If the device is too complicated or doesn’t do what users want, they will go around IT. So instead, says Smith, forget the device and focus on protecting the data.
The answer to device management used to be Mobile Device Management (MDM). But you may have noticed something this summer. Instead of releasing an updated Magic Quadrant for MDM, Gartner instead released something new: a Magic Quadrant for Enterprise Mobility Management (EMM). Many of the same MDM vendors were represented, but according to Smith, this is because they are responding to the same mobility-driven changes as everyone else. MDM itself is no longer a product, he said; it’s a feature in your complete EMM toolkit. This toolkit is evolving rapidly. For example, it includes things like the newest user expectation: anytime access to any content from any device.
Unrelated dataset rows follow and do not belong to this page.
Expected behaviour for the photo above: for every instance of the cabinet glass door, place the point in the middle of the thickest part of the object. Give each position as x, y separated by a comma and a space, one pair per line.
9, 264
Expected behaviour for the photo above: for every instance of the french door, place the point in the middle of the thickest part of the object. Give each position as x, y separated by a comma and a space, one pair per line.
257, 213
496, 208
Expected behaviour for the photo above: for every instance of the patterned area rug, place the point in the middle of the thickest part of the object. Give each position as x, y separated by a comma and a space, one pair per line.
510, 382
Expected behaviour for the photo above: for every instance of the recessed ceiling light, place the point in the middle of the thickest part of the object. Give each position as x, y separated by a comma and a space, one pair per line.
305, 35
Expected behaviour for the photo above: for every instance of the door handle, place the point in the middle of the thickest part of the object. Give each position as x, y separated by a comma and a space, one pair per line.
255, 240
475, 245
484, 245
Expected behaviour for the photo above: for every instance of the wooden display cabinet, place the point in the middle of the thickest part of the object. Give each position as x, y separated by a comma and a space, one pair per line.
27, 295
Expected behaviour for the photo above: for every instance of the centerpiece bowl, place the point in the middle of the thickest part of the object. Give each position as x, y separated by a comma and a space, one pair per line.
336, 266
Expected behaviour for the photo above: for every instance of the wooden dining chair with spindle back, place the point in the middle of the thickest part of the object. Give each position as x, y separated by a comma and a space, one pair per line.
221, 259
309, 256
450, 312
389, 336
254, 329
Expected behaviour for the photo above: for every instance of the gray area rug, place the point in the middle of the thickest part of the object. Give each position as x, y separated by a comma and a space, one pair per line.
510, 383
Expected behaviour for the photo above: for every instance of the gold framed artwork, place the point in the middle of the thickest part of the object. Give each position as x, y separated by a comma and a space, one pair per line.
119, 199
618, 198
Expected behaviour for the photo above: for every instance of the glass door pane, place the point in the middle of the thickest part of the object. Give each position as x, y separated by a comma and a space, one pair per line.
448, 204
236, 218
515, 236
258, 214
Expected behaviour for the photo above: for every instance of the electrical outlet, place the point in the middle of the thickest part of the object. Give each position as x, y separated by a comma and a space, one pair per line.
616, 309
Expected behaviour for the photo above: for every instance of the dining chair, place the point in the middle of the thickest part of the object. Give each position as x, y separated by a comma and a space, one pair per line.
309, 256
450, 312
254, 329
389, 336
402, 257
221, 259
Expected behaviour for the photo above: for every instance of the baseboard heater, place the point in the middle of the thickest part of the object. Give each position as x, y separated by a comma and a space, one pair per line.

How do we possibly protect our data when things change so fast? Smith thinks the answer is in what he calls his “Lord of the Rings” philosophy: one system to rule them all, or what Gartner refers to as Unified Endpoint Management (UEM). UEM is a consistent, single approach to managing all aspects of endpoint data protection. It encompasses a whole range of features (identity management, app management, data access, etc.) and requires that vendors work together, ensuring their separate services and/or apps talk to each other and work together without necessitating IT involvement.
This sounds like utopia. The good news? According to Smith, vendors have already started to do it. The bad news? IT departments, with their legacy Windows XP and Windows 7 deployments, aren’t ready to support it.
So what do we do in the meantime? Smith suggest we in IT start by realizing that we can’t treat all users the same. An organization that successfully handles mobile adoption will always have a range of device management needs, from users who have fully managed devices to those with semi-managed endpoints, all the way to those that don’t fit any management scheme.
As a case in point: Smith referenced a recent call with an organization that gave iPhones to its entire workforce. To everyone, that is, except for one user who stubbornly refused to give up his Blackberry. When that user is the CEO, you may find yourselves managing that single device differently. Smith’s advice is to manage by work title, not person, and then look at how the individual is using the device(s). Is he creating data or just consuming? Does she need access to sensitive corporate information? What types of devices is he using? Use these answers to figure out what the risk is and to determine the best strategy to manage. There isn’t one answer; different roles have different needs, and different products have different approaches and are better at different things.
Mobility is changing faster than any other IT sector has in history. The old rules no longer apply, and IT has to be more agile in order to respond, said Smith. Success right now depends on understanding the needs of the enterprise, the needs of the users, and looking for opportunities that fit both. And we have to be willing to change.